The Dec. 20 charges were based on an alleged scheme to use false pretenses to obtain water bonds. City Manager Earley’s request for a loan was rejected in early 2014 because of the city’s poor credit rating. The individuals allegedly said the bonds were needed for an emergency cleanup of a lime-sludge lagoon. However, that project already was mostly completed, and the funds actually were used for the construction of the Karegnondi Water Authority pipeline, Schuette said.
Included in the agreement was language binding the city to use the Flint river as an interim water source and the Flint water treatment plant as the sanitizing and treatment center. The Flint river was well known to be polluted, and several city managers had deemed the water treatment plant unready for service, according to Schuette.

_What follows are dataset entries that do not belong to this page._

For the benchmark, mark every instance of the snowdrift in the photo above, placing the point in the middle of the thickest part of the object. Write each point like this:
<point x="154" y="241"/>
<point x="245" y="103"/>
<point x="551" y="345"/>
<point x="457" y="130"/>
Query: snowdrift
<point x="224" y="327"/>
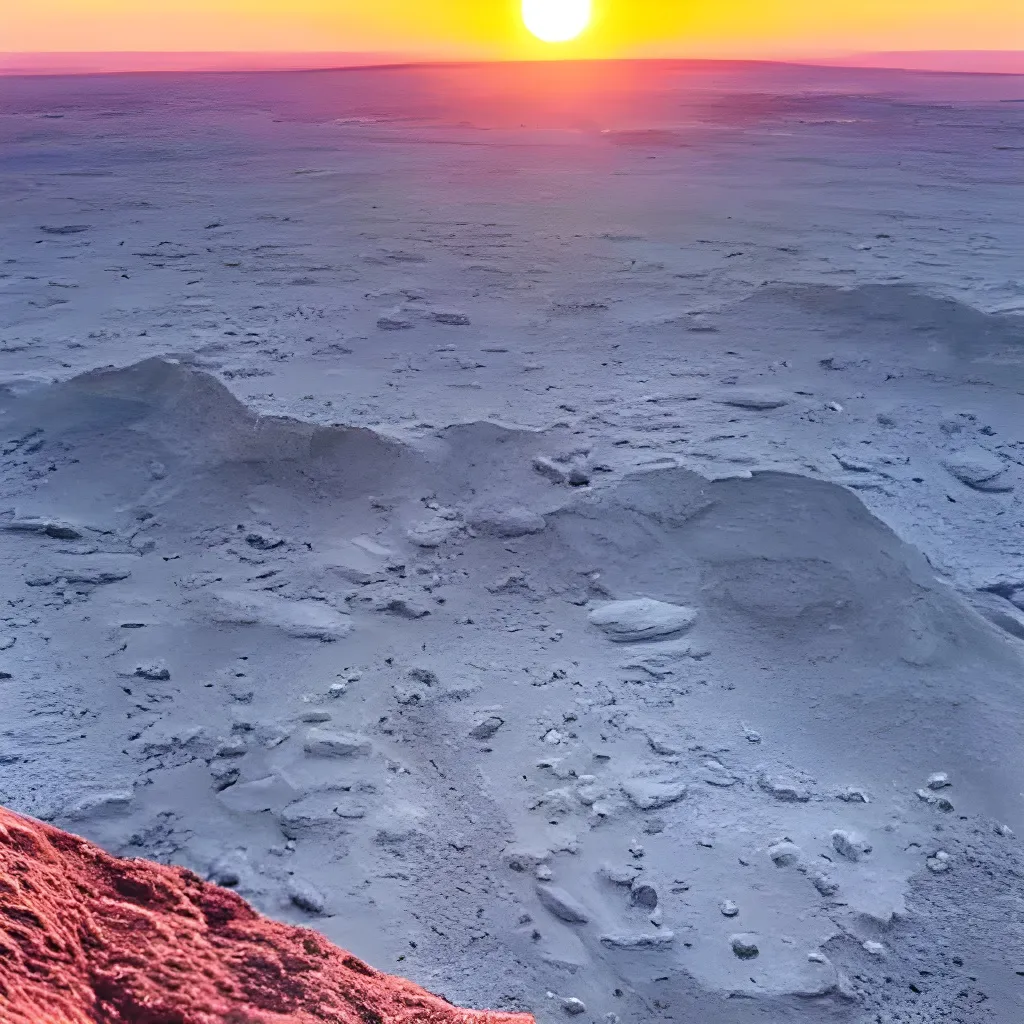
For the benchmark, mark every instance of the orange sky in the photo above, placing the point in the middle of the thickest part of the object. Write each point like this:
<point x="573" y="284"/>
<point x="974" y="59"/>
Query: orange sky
<point x="493" y="28"/>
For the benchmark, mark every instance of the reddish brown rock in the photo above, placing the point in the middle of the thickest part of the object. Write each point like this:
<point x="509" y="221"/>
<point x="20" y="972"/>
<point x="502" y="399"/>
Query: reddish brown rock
<point x="88" y="938"/>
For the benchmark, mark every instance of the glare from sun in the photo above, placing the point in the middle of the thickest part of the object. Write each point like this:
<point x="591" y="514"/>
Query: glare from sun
<point x="556" y="20"/>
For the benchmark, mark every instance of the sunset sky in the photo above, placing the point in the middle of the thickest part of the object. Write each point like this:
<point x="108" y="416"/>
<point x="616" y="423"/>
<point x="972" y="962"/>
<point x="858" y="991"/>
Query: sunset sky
<point x="485" y="29"/>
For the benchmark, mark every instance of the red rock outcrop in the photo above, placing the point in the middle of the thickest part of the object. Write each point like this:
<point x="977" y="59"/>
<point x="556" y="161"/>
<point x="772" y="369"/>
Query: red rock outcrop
<point x="87" y="938"/>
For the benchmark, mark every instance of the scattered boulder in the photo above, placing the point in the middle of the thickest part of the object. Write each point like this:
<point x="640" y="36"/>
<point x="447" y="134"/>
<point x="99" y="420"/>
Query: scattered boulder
<point x="850" y="845"/>
<point x="641" y="619"/>
<point x="638" y="940"/>
<point x="59" y="529"/>
<point x="324" y="743"/>
<point x="753" y="399"/>
<point x="510" y="522"/>
<point x="486" y="728"/>
<point x="303" y="620"/>
<point x="432" y="532"/>
<point x="306" y="896"/>
<point x="565" y="907"/>
<point x="156" y="671"/>
<point x="979" y="469"/>
<point x="648" y="794"/>
<point x="744" y="946"/>
<point x="784" y="854"/>
<point x="784" y="790"/>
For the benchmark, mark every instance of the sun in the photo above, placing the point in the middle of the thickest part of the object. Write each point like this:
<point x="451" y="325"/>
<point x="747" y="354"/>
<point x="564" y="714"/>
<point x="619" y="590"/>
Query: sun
<point x="556" y="20"/>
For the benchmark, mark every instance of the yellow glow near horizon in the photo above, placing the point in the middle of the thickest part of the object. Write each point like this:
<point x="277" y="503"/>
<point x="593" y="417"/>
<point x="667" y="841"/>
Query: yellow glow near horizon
<point x="556" y="20"/>
<point x="455" y="30"/>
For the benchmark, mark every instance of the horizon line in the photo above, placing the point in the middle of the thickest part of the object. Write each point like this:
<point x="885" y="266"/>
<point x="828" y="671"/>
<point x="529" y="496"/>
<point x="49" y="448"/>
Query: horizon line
<point x="29" y="62"/>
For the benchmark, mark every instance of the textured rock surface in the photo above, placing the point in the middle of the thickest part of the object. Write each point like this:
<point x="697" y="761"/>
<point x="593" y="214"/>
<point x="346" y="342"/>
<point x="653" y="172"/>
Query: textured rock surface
<point x="86" y="937"/>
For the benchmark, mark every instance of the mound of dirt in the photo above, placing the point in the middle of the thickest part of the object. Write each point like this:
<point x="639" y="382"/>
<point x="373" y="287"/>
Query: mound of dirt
<point x="87" y="937"/>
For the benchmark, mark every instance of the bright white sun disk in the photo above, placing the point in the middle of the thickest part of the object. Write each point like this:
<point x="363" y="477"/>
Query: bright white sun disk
<point x="556" y="20"/>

However, defendants Croft and Johnson allegedly pressured employees of Flint’s water treatment plant to get the plant in working order before the scheduled date for restart. After the deadline passed, Croft and Johnson allegedly ignored warnings and test results; further, they shut off the pipes pulling clean water from Detroit and, instead, opened valves to draw water from the Flint River.
“It was a classic bait-and-switch where the residents of Flint got the shaft,” said Todd Flood, the investigative team’s special counsel.
The individuals charged on Dec. 20 could not be reached for comment as of ENR press time.
Chief investigator Andy Arena said the investigation was ongoing and that there might be more criminal charges ahead for other individuals. “We will continue to investigate this,” he said.
Meanwhile, the city is taking steps to move on from the crisis. In December, a team of researchers, led by Virginia Tech professor Marc Edwards, said testing done in November had shown that lead levels now are much lower in most Flint homes but that residents still should continue to use bottled or filtered water.
On Dec. 16, a three-judge panel from the 6th U.S. Circuit Court of Appeals refused to lift the order requiring the state of Michigan to deliver bottled water to any Flint homes that do not have water filters on their faucets. The state has resisted the order, claiming that the deliveries are unnecessary because unfiltered city tap water now meets federal drinking-water standards.
Further, Flint is in the beginning stages of planning wholesale improvements to its infrastructure system. The city hired Arcadis to develop, by May 2017, a comprehensive, long-term strategy aimed at fully rehabilitating Flint’s aging water system, says Chris Hill, a vice president with the firm.
CDM Smith is aboard to develop recommendations for upgrades at the water treatment plant. CDM’s initial report was due on Dec. 20, according to city documents.